La banque de Toronto a immédiatement réagi en jugeant les «allégations» de la CFTC «dénuées de tout fondement». Souhaitant «défendre énergiquement (sa) réputation», RBC assure qu’il est «absurde de prétendre aujourd’hui» que ces opérations «dûment documentées» et «effectuées en toute transparence» étaient fictives. Mettant en avant qu’«aucun intervenant n’a subi d’effet défavorable», la banque ne revient pas ainsi sur le motif des transactions mais martèle avoir agi avec la bénédiction des autorités, que ce soit la CFTC ou le CME, chargé des contrôles réglementaires pour le compte du régulateur.
Plus précisément, les faits reprochés auraient eu lieu sur la plate-forme de trading électronique OneChicago.
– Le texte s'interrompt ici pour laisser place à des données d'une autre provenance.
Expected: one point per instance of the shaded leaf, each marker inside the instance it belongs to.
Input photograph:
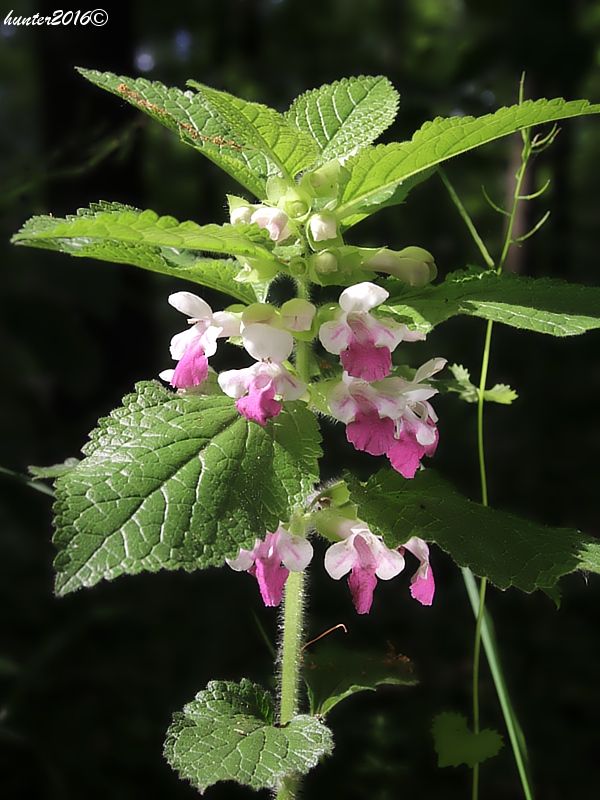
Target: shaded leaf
(544, 305)
(455, 744)
(334, 673)
(228, 734)
(178, 481)
(508, 550)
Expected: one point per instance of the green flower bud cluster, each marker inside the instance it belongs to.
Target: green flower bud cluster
(302, 221)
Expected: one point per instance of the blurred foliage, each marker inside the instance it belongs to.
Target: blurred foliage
(88, 683)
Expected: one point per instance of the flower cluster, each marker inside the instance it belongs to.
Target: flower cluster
(265, 334)
(384, 415)
(359, 552)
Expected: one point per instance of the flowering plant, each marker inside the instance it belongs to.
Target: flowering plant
(222, 469)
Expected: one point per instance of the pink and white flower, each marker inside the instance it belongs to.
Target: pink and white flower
(256, 387)
(270, 562)
(391, 416)
(193, 347)
(422, 584)
(363, 342)
(365, 556)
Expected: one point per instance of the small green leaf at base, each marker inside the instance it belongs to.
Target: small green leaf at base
(227, 733)
(455, 744)
(334, 673)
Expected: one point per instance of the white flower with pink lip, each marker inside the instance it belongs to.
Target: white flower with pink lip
(271, 561)
(363, 342)
(254, 388)
(193, 347)
(365, 556)
(274, 220)
(391, 416)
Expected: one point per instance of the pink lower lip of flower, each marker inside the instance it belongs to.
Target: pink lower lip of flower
(366, 361)
(192, 367)
(259, 405)
(406, 452)
(271, 560)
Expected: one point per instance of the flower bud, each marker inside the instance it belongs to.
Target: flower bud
(255, 270)
(274, 220)
(332, 523)
(321, 227)
(323, 263)
(262, 313)
(298, 267)
(412, 265)
(239, 209)
(297, 314)
(323, 182)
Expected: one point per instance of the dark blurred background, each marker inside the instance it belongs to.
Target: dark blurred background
(88, 683)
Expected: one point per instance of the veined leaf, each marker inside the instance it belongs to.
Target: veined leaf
(178, 481)
(346, 114)
(334, 673)
(228, 733)
(195, 121)
(265, 129)
(455, 744)
(377, 168)
(162, 244)
(544, 305)
(506, 549)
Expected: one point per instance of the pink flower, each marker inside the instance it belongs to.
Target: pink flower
(367, 558)
(422, 585)
(274, 220)
(192, 347)
(270, 562)
(364, 343)
(255, 387)
(390, 417)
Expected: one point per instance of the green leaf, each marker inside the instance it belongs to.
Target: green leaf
(499, 393)
(455, 744)
(346, 114)
(195, 121)
(544, 305)
(391, 196)
(377, 168)
(265, 129)
(54, 471)
(508, 550)
(110, 232)
(334, 673)
(176, 481)
(228, 734)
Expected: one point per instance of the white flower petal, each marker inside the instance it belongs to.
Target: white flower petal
(336, 335)
(263, 341)
(295, 551)
(191, 305)
(229, 323)
(362, 297)
(340, 558)
(429, 368)
(181, 341)
(235, 382)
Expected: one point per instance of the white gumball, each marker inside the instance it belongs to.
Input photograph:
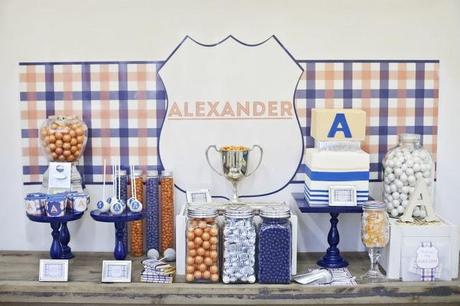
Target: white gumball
(416, 212)
(422, 214)
(410, 162)
(387, 188)
(393, 187)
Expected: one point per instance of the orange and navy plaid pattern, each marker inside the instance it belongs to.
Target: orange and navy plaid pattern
(123, 104)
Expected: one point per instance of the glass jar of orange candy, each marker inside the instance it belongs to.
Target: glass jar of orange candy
(202, 236)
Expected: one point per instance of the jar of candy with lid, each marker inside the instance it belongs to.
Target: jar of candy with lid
(137, 227)
(404, 166)
(202, 236)
(152, 210)
(274, 246)
(166, 210)
(374, 234)
(239, 236)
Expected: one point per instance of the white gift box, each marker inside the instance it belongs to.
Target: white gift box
(405, 239)
(181, 223)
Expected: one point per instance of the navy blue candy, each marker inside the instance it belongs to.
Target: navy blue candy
(124, 198)
(152, 213)
(274, 251)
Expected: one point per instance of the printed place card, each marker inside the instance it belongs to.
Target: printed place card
(54, 270)
(116, 271)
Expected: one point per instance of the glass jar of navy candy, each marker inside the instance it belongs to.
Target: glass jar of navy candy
(239, 236)
(404, 166)
(202, 236)
(274, 246)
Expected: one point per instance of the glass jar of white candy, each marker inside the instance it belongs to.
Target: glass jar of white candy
(239, 235)
(404, 166)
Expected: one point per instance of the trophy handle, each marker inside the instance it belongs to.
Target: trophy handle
(207, 158)
(260, 159)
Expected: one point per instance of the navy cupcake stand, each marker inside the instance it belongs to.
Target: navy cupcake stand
(61, 236)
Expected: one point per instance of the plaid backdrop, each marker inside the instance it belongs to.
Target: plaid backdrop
(123, 104)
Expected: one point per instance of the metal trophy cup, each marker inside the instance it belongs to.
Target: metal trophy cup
(234, 164)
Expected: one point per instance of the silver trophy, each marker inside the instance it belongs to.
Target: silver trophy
(234, 164)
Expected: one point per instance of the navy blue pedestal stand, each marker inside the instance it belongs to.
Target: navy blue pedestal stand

RBC et ses filiales y auraient négocié pour «plusieurs centaines de millions de dollars» des contrats à terme sur indices et actions individuelles, constituant selon la CFTC la majorité de l’activité de la Bourse sur la période. Les transactions ne répondaient pas à la règle fondamentale de l’offre et de la demande mais étaient «contrôlées par un petit groupe de cadres de RBC» écartant toute contrepartie externe. Le fait de détenir certains titres en portefeuille apportait à la banque de «lucratifs» avantages fiscaux, et le système dénoncé par la CFTC servait selon elle à couvrir les positions sur ces titres par le jeu de transactions «sans risques» car aboutissant à une position neutre.
La CFTC, qui réclame une sanction pécuniaire, entend bien marquer son territoire, prévenant qu’elle «n’hésitera pas à poursuivre même les acteurs les plus sophistiqués» tentés d’«exploiter les marchés à terme pour leur bénéfice exclusif». De quoi peut-être redorer son blason après avoir subi le feu des critiques pour manque de vigilance dans le dossier MF Global.